Even though Henry Hudson's ruling against the constitutionality of the health care mandate is almost certain to be overturned, it does guarantee that the mandate issue will be the centerpiece of the conservative case against reform. That's going to be a big problem for Mitt Romney, given that the centerpiece of RomneyCare in Massachusetts was the individual mandate. As Larry Sabato says:
“The longer this goes on and the more it’s in the headlines, the worse for Romney,” said Larry Sabato, who heads the University of Virginia’s Center for Politics. “When will it get to the Supreme Court? At least a year. That puts it right in the middle of the presidential political season — which would be a nightmare for Romney.”
Romney has repeatedly defended the mandate, including calling it the "ultimate conservative plan."
Despite his longstanding support for the mandate, now Romney's running away from it as fast as he can:
Romney’s spokesman Eric Fehrnstrom lauded Hudson’s ruling yesterday, repeating Romney’s argument that states should have the power to control their own health-care systems, not federal officials.
“The ruling supports Mitt Romney’s view that Obamacare is an unconstitutional power grab by Washington.

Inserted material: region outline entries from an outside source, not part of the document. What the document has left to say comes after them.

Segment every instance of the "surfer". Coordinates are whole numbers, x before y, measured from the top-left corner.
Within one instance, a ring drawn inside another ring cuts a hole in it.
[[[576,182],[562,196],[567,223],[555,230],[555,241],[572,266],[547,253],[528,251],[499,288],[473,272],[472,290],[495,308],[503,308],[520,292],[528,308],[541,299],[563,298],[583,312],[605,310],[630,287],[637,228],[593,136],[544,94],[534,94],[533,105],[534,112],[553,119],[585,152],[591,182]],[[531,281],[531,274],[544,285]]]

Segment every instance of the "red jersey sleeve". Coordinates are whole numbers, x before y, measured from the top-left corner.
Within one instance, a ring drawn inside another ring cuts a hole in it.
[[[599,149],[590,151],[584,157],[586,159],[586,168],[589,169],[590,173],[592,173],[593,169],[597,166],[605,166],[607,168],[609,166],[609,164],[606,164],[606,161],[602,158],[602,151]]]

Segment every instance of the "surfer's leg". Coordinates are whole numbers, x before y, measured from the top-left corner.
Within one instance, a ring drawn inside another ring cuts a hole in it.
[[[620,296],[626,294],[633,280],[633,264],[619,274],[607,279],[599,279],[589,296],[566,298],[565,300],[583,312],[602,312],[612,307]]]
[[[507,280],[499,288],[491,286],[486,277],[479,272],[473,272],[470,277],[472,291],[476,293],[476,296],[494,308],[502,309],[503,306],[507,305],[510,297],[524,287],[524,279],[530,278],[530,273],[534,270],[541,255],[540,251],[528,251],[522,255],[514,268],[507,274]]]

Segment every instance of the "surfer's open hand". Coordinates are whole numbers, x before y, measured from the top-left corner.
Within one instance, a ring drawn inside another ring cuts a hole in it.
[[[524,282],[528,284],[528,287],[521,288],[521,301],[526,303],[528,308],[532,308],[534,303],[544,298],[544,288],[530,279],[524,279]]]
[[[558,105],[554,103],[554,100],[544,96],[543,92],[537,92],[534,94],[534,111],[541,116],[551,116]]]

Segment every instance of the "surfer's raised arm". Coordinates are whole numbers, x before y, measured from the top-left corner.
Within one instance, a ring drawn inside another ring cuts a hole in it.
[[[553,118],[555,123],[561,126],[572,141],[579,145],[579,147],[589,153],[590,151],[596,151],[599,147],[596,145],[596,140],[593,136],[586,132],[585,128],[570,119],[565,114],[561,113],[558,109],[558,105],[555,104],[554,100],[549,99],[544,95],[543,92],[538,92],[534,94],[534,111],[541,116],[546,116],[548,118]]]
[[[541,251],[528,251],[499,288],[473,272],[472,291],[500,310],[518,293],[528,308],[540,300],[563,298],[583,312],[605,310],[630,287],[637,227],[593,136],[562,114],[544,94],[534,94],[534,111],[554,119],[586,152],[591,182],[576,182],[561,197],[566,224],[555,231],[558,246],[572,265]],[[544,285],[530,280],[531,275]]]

We should repeal the law and return to the states the power to determine their own health-care solutions,” said Fehrnstrom in a statement.
Uh, so when Romney signed a mandate into law in Massachusetts, it was "the ultimate conservative plan," but when Barack Obama took that idea and deployed at at the national level it became "an unconstitutional power grab." M'kay. I guess some conservatives might be swayed by Romney's attempt to turn this into a state's rights issue, but that seems like a pretty flagrant case of hair-splitting. The bottom-line is that until it became politically inconvenient, Romney was a big booster of individual mandates. Now that the political winds have turned, he thinks they are the worst thing ever.
If we learned nothing else from the 2010 GOP primary season, it's that Romney-style political maneuvering doesn't play with the Republican electorate. So while polls may say that Mitt Romney would be the GOP's best candidate against Barack Obama, I'd bet everything I have that he won't end up being the nominee.